A second one is created, masking fine-covered regions and updated during regrid operations. It is used to perform the chemistry integration, and because this is a purely local integration (in contrast with implicit diffusion solve for instance, which require communications to solve the linear problem using GMG), a Knapsack load balancing approach is used by default, where the weight of each box is based on the total number of chemistry RHS calls in the box. The size of the boxes in the chemistry boxArray (accessible with m_baChem[lev]) is controlled by the peleLM.max_grid_size_chem in the input file. Once again, advanced users can try alternate approaches to load balancing the chemistry DMap using the keys described in PeleLMeX controls.

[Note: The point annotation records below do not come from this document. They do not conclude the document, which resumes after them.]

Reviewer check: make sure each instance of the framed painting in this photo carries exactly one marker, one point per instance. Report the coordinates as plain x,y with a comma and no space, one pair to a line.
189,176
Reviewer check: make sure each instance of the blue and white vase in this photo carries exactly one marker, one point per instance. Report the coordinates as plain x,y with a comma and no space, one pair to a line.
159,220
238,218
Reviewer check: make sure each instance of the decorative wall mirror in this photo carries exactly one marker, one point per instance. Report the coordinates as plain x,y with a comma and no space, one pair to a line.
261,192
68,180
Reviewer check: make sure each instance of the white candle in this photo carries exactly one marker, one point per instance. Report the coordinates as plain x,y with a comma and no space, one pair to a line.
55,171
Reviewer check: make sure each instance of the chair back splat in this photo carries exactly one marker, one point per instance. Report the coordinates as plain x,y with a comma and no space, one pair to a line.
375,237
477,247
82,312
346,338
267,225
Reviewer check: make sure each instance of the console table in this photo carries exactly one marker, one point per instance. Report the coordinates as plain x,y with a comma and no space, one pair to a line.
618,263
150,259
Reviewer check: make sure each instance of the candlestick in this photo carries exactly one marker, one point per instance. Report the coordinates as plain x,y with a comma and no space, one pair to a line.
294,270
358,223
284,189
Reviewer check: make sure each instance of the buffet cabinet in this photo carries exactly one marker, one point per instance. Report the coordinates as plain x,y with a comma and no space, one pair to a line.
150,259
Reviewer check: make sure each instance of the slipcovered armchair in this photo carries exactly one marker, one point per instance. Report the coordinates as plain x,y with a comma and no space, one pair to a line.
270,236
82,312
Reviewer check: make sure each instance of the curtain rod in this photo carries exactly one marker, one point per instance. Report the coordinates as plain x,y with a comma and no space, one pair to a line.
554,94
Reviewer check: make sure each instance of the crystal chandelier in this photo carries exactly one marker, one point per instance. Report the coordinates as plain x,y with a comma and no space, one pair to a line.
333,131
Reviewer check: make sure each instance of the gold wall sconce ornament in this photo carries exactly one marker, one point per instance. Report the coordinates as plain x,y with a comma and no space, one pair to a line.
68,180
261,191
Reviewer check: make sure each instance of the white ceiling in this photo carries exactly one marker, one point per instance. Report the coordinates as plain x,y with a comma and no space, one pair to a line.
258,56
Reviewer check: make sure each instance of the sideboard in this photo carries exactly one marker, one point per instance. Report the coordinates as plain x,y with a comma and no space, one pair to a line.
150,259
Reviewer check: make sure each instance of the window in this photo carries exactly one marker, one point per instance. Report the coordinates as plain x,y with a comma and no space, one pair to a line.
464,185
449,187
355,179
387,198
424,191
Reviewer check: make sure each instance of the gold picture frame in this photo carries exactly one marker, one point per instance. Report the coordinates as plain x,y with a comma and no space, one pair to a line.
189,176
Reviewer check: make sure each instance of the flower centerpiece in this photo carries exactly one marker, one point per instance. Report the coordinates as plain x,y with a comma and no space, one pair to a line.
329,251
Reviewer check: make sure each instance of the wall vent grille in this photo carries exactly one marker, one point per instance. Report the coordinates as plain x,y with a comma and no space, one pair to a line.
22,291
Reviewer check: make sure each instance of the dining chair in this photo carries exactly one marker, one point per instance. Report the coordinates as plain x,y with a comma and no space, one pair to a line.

After each regrid operation, even if the grids did not actually change, PeleLMeX will try to find a better load balancing for the AmrCore DMap. Because changing the load balancing requires copying data across MPI ranks, we only want to change the DMap only if a significantly better new DMap can be obtained, with the threshold for a better DMap defined based on the value of peleLM.load_balancing_efficiency_threshold.

Debugging

The first step to debug any addition or undefined behavior of PeleLMeX is to turn the DEBUG flag ON in the GNUmakefile and activate AMReX`s floating point exception traps in the input file:

amrex.fpe_trap_invalid = 1
amrex.fpe_trap_zero = 1
amrex.fpe_trap_overflow = 1

This will slow down the code considerably, but will enable bound checks on all AMReX low-level data structure, catch floating point errors (using nans, dividing by zero, …) and any AMREX_ASSERT statement added to the code base. It is also often useful to visualize data in order to understand the erroneous results the solver can return. Developers can write to disk a single MultiFab using AMReX VisMF:

VisMF::Write(myMF,"VisMyMF");

and can be visualized with Amrvis using amrvis -mf. Alternatively, visualizing the entire AMR hierarchy is also useful. PeleLMeX provides a simple function to write a vector of MultiFab:

WriteDebugPlotFile(GetVecOfConstPtrs(getTempVect()),"TempDebug");

which can be opened with Amrvis or any other visualization software. This last function will function providing that the MultiFabs in the vector all have the same number of components. Finally, another way of checking individual pieces of the algorithm is to use PeleLMeX evaluate mode peleLM.run_mode=evaluate and specify a list of fields with peleLM.evaluate_vars as described in PeleLMeX controls. Note that not all of the algorithm is available in this mode yet.